Jesus enfrentará este sistema nas tentações que virão em seguida e durante toda
a sua vida, e pagará um alto preço por tamanha ousadia.
No batismo de
Jesus, o Espírito que desce ‘em forma corpórea, como pomba’ entra em cena para
recordar o Espírito que pairava sobre as águas e presidia a primeira criação.
Ele se faz presente em Jesus e, posteriormente, na comunidade, para que façam a
passagem da imaturidade que limita e da escravidão que amedronta para a
maioridade e a liberdade de filhos e filhas, nos quais o próprio Deus se
reconhece e se compraz. Ele suscita testemunhas e sustenta a prática do bem e
da justiça, tanto em Jesus como nos discípulos. Da força do Espírito emerge um
povo livre e maduro, que vive no mundo para fazer o bem.
Jesus de
Nazaré, filho amado do Pai, visita peregrina e benfazeja, irmão querido da
humanidade!
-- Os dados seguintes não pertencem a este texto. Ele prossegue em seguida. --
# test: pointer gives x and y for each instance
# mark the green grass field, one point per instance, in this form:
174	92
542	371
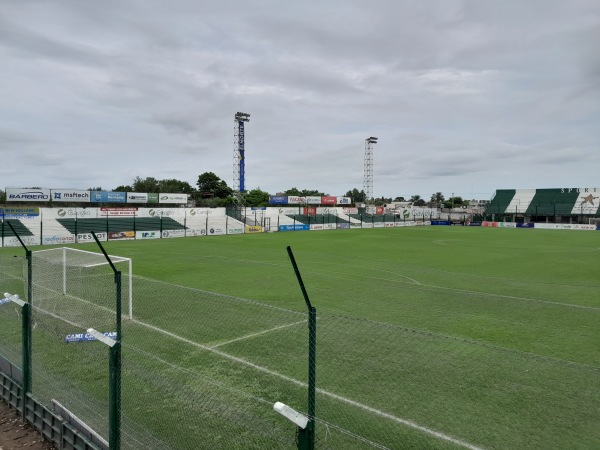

No dia em que recordamos teu batismo, te pedimos por tua Igreja:
que ela não seja leal senão a ti e não procure agradar senão ao teu e nosso
Pai. Sendo uma comunhão articulada de batizados, que ela se revele um ensaio
geral da nova ordem, na qual as desigualdades são eliminadas e a dignidade de
cada criatura é afirmada sem mas nem porém. E que seus filhos e filhas vivamos
para fazer o bem, sem medo de capitães! Assim seja! Amém!